Merci d’avance pour votre aide.
Bonjour, vous avez raison de demander une base juridique : en bail unique avec clause de solidarité, je ne vois pas d’article qui oblige le bailleur à accepter un loyer réduit s’il refuse un remplaçant. Au contraire, le principe est plutôt que chaque colocataire solidaire peut être tenu du paiement de la totalité du loyer envers le bailleur. L’article 8-1 de la loi du 6 juillet 1989 limite surtout la solidarité du colocataire sortant : elle prend fin à l’arrivée d’un remplaçant inscrit au bail, ou au plus tard 6 mois après la fin de son préavis. Mais cela ne réduit pas automatiquement le loyer dû par le colocataire restant.
Donc, malheureusement, votre bailleur peut en principe réclamer l’intégralité du loyer au colocataire restant si le bail contient bien une clause de solidarité.
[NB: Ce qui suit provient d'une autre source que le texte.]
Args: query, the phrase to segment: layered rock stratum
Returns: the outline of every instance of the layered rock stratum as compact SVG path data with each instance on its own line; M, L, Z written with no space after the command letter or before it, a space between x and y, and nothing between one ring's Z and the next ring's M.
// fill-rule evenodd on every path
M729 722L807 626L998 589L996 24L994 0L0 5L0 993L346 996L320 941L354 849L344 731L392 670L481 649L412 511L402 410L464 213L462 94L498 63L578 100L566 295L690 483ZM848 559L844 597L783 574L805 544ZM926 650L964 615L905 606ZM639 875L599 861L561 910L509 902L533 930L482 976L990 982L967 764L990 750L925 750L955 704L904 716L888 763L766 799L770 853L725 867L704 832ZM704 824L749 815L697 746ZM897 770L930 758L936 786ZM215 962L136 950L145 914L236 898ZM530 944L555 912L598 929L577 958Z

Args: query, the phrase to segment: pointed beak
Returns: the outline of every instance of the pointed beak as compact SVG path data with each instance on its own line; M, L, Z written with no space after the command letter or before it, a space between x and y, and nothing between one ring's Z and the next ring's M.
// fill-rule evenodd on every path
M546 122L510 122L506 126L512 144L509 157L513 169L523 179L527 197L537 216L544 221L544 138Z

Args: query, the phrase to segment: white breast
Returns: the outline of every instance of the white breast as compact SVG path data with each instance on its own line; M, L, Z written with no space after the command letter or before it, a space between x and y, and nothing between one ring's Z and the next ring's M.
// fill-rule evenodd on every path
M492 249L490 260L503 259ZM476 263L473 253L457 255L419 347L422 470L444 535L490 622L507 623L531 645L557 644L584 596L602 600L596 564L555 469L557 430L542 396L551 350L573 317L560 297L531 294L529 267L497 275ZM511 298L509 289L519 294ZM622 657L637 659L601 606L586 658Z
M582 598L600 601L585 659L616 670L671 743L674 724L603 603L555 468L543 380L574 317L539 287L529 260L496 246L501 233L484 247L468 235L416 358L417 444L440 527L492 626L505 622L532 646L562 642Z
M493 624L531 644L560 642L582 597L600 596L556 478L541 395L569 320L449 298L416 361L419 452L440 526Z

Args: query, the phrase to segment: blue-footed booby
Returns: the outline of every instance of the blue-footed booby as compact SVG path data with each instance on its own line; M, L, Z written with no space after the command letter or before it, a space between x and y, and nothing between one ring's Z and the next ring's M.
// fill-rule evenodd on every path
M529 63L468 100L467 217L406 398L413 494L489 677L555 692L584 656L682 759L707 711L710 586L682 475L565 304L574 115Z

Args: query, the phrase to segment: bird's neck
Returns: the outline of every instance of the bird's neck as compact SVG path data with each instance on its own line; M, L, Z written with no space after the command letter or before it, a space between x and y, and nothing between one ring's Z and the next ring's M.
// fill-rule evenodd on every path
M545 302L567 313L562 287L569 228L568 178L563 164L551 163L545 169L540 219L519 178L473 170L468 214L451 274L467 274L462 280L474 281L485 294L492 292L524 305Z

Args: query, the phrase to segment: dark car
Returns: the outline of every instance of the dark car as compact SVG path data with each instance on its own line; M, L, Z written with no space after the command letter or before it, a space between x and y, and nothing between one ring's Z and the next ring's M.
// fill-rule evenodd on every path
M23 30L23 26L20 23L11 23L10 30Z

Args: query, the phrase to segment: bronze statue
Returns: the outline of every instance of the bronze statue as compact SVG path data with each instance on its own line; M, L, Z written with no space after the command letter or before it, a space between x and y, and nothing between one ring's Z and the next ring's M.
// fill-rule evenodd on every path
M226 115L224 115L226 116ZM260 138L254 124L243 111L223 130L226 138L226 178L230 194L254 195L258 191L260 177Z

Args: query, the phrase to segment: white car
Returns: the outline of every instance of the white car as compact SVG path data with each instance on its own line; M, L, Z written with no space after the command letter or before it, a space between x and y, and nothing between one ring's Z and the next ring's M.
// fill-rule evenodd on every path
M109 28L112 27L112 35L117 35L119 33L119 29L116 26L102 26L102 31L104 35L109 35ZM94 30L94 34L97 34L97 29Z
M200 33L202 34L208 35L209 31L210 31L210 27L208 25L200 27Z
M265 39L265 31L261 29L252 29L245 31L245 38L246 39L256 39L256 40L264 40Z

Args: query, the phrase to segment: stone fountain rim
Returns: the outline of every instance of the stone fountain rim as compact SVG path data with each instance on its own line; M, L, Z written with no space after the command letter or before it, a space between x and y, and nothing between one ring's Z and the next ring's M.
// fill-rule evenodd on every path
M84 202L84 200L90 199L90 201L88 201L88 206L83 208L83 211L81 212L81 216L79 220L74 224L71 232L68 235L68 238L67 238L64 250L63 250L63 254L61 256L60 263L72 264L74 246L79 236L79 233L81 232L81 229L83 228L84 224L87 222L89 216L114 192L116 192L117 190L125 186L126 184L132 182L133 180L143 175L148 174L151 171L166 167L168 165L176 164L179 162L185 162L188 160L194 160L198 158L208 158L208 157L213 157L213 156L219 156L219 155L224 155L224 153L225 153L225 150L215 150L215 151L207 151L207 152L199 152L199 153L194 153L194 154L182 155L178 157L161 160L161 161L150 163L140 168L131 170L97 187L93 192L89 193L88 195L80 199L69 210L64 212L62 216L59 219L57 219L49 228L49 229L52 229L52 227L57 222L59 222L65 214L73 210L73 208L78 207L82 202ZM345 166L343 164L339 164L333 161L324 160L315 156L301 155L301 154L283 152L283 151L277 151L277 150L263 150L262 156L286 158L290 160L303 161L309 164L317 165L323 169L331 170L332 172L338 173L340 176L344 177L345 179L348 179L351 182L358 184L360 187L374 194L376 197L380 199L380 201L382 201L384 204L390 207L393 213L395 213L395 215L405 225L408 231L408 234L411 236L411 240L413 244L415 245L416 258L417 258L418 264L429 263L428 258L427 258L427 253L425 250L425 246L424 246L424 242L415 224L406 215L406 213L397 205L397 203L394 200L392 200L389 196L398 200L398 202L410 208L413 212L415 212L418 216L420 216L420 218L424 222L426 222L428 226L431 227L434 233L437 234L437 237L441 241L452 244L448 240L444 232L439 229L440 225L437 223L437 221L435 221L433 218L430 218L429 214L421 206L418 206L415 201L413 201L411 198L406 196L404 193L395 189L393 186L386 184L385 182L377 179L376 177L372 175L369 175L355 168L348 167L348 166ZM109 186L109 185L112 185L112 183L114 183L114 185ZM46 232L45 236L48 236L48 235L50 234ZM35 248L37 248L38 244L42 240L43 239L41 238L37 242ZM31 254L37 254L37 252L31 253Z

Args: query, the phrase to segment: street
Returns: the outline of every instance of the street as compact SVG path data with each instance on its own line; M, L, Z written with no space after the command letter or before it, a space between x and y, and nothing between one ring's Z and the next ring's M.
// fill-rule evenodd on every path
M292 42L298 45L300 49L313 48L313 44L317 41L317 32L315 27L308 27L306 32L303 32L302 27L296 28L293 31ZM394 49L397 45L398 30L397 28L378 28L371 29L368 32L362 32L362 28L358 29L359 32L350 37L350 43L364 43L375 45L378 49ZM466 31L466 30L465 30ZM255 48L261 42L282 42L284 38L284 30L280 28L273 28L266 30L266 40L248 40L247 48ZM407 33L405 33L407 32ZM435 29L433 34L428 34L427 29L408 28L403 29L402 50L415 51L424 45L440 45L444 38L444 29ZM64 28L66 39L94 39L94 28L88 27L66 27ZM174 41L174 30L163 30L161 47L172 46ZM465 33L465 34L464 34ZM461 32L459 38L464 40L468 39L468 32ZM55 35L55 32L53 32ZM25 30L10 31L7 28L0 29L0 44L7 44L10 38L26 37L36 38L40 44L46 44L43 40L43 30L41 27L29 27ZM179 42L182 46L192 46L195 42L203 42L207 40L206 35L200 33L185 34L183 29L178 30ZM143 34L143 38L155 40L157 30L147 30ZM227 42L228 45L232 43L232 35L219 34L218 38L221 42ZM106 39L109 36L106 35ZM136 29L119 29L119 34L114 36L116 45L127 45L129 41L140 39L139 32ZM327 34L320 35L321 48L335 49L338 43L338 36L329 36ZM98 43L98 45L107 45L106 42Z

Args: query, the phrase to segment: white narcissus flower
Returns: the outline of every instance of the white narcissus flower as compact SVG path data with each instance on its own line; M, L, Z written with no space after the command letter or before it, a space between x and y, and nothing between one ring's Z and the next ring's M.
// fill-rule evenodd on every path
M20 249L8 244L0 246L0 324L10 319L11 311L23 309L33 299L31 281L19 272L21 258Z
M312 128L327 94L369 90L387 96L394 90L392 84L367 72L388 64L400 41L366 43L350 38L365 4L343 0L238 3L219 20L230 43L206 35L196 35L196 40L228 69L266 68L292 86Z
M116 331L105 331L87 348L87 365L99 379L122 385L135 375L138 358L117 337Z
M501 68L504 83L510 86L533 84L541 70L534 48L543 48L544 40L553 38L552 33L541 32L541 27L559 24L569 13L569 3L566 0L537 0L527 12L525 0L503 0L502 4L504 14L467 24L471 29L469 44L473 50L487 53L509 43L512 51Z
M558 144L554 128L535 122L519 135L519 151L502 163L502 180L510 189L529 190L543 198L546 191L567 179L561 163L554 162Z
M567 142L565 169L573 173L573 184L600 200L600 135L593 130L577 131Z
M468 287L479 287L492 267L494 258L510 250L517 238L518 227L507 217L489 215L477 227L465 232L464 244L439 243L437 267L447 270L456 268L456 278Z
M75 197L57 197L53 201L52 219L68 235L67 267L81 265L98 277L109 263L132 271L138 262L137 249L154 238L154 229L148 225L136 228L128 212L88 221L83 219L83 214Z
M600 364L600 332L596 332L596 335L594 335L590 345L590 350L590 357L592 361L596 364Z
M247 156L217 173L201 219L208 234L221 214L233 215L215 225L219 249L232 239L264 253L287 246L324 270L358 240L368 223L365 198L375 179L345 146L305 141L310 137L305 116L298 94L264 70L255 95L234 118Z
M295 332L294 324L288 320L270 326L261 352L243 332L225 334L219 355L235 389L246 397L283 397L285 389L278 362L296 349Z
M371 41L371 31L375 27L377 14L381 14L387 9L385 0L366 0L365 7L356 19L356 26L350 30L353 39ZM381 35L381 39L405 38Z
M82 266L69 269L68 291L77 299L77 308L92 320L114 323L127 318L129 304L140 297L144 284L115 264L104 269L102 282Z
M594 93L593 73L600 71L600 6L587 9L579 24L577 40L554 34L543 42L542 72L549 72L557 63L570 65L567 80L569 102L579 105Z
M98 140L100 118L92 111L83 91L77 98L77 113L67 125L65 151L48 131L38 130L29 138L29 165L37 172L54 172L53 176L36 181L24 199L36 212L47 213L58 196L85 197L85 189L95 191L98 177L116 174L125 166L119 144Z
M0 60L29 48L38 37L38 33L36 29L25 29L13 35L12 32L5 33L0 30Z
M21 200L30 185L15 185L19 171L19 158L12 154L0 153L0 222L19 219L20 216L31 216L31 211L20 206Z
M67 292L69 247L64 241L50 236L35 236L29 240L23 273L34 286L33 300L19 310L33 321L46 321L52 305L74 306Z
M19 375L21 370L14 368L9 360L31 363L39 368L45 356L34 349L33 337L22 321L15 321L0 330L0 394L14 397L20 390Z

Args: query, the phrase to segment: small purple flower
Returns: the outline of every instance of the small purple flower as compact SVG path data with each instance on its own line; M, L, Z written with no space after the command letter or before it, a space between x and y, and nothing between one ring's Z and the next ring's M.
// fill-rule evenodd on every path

En revanche, vous pouvez lui demander par écrit d’examiner sérieusement un remplaçant solvable et de motiver son refus, surtout si son attitude bloque abusivement la situation. En pratique, je vous conseille aussi de contacter l’ADIL de votre département avec votre bail sous les yeux : ils pourront vérifier la clause exacte et voir s’il y a une marge de contestation. L’ANIL confirme d’ailleurs que, même sans nouveau colocataire, les colocataires restants doivent payer la totalité du loyer.